Add walnuts to your diet to improve cholesterol levels, says new study
Whether you follow a diet high in healthy fats, or low in fat and high in carbohydrates, both are effective ways of shedding the pounds, finds a new study by the University of California. However if it’s your cholesterol levels that you want to improve, it is a diet high in fat and rich in walnuts that is most effective.
Wanting to look further into how diet can affect lipid levels, the levels of fat in the blood which then attach to proteins to form lipoproteins, also known as cholesterol, the team of researchers recruited a group of 245 overweight and obese women onto a one-year behavioural weight loss program.

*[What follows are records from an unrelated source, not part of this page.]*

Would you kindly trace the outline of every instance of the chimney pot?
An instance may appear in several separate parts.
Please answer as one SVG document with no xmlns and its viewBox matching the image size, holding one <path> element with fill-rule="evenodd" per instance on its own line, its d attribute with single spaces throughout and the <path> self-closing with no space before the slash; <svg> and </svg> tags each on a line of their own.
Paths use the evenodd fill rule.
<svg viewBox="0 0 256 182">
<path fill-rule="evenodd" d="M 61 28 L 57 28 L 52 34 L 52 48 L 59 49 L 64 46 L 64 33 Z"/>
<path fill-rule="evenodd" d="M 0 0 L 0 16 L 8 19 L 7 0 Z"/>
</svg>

The group was randomly divided into three different diet groups; one group followed a low-fat, high-carb diet; another followed a low-carb and high-fat diet; and the third group followed a high-fat and low-carb diet which was rich in walnuts, a great source of polyunsaturated fatty acids.
Blood samples were taken from the participants to measure their cholesterol levels at the beginning of the study and six months later.

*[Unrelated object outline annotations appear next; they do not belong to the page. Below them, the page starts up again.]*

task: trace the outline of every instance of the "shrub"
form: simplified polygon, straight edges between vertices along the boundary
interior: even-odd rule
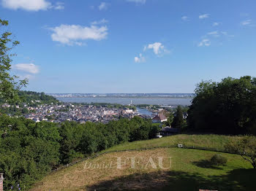
[[[211,158],[211,163],[214,165],[221,165],[227,163],[227,158],[220,155],[214,155]]]

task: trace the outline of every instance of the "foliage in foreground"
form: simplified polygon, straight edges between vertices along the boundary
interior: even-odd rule
[[[12,41],[12,33],[4,31],[7,26],[7,20],[0,19],[0,98],[12,103],[19,101],[18,90],[26,85],[27,79],[17,80],[18,77],[10,74],[14,55],[11,50],[19,42]]]
[[[256,78],[227,77],[197,85],[188,125],[193,130],[256,135]]]
[[[1,115],[0,171],[4,172],[4,189],[17,184],[28,188],[53,168],[113,145],[151,139],[157,128],[138,117],[106,125],[59,125]]]

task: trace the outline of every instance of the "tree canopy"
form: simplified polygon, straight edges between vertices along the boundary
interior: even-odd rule
[[[188,111],[194,130],[226,134],[256,134],[256,78],[227,77],[202,82]]]
[[[10,74],[11,57],[15,55],[11,51],[19,42],[12,41],[12,33],[4,30],[7,26],[7,20],[0,19],[0,98],[16,102],[19,100],[18,90],[26,85],[27,79],[18,80],[17,76]]]

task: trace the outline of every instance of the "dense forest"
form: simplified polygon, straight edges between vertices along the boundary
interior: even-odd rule
[[[192,130],[256,135],[256,78],[202,82],[188,111]]]
[[[35,106],[38,104],[56,104],[59,103],[59,101],[56,98],[46,95],[43,92],[37,93],[18,90],[18,96],[19,100],[16,103],[12,103],[13,104],[21,105],[21,103],[23,103],[31,106]],[[0,99],[0,103],[3,104],[6,103],[6,101],[4,98],[1,98]]]
[[[50,170],[126,141],[155,137],[158,125],[135,117],[108,124],[34,122],[0,116],[0,171],[4,189],[29,188]]]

When looking at the data at the six-month point, the findings showed that all three groups had lost a similar amount of weight, showing almost 8% weight loss on average.
However when looking specifically at the participants’ cholesterol levels, it was the high fat, low-carb diet that was rich in walnuts and the polyunsaturated fatty acids that had the most beneficial effect on the body’s lipid levels, lowering the levels of low-density lipoprotein (LDL), more commonly known as bad cholesterol, and increasing levels of the beneficial high-density lipoprotein (HDL).

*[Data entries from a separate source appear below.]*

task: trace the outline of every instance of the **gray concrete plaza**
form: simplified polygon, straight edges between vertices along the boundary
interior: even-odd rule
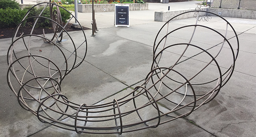
[[[150,71],[154,39],[165,23],[154,22],[154,11],[166,10],[169,5],[172,10],[195,8],[195,4],[198,2],[149,3],[148,10],[130,11],[129,28],[114,26],[114,12],[96,13],[99,30],[95,37],[90,36],[91,30],[85,31],[88,43],[85,61],[64,79],[62,93],[69,100],[93,105],[113,101],[132,91]],[[90,13],[78,13],[78,20],[82,25],[91,28],[91,16]],[[77,134],[43,123],[31,112],[22,108],[6,79],[6,54],[11,38],[0,39],[0,137],[255,137],[256,20],[225,18],[238,36],[239,51],[233,75],[217,97],[186,118],[156,128],[121,135]],[[169,27],[173,29],[194,24],[196,20],[190,18],[174,20],[170,23]],[[209,22],[200,23],[219,32],[225,32],[226,29],[223,20],[216,16]],[[231,38],[232,44],[235,43],[235,38],[232,38],[234,35],[230,31],[227,37]],[[216,34],[204,31],[198,29],[196,32],[198,35],[193,39],[194,44],[211,47],[219,43],[219,38]],[[172,36],[173,41],[170,42],[187,42],[189,37],[187,34],[191,32],[191,30],[183,30],[175,33]],[[78,32],[69,33],[75,41],[79,41],[82,36]],[[38,47],[44,48],[45,43],[42,40],[35,42],[38,42]],[[60,44],[69,51],[69,43],[63,42]],[[225,47],[224,54],[228,54],[228,49]],[[174,52],[176,50],[174,49]],[[197,52],[191,50],[187,55],[192,57]],[[204,59],[200,56],[192,59],[202,65],[205,63]],[[221,63],[228,59],[219,59],[222,69],[226,69],[225,64]],[[184,69],[182,72],[189,73],[193,70],[193,65],[184,62],[186,67],[180,68]],[[211,74],[213,72],[207,74]]]

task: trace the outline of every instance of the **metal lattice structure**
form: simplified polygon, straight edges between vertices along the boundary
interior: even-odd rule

The women in the high-fat, low-carb group, who consumed monounsaturated fats but not walnuts, did not benefit from the same effect, with lead author Cheryl Rock saying, “What we found is that a diet high in healthy oils did lower lipids, but it also lowered both good and bad cholesterol.”
The team also measured the group’s sensitivity to insulin, as individuals who are overweight often have some level of insulin resistance, a condition where the cells of the body become resistant to the hormone insulin, associated with an increased risk of diabetes, heart disease, and cancer.
These findings showed that women who were sensitive to insulin lost the most weight when following a low-fat, high-carb diet, but like the high-fat, low-carb diet, this diet also did not have the beneficial effect on lipid levels as the walnut-rich diet.
The study was published in the Journal of the American Heart Association.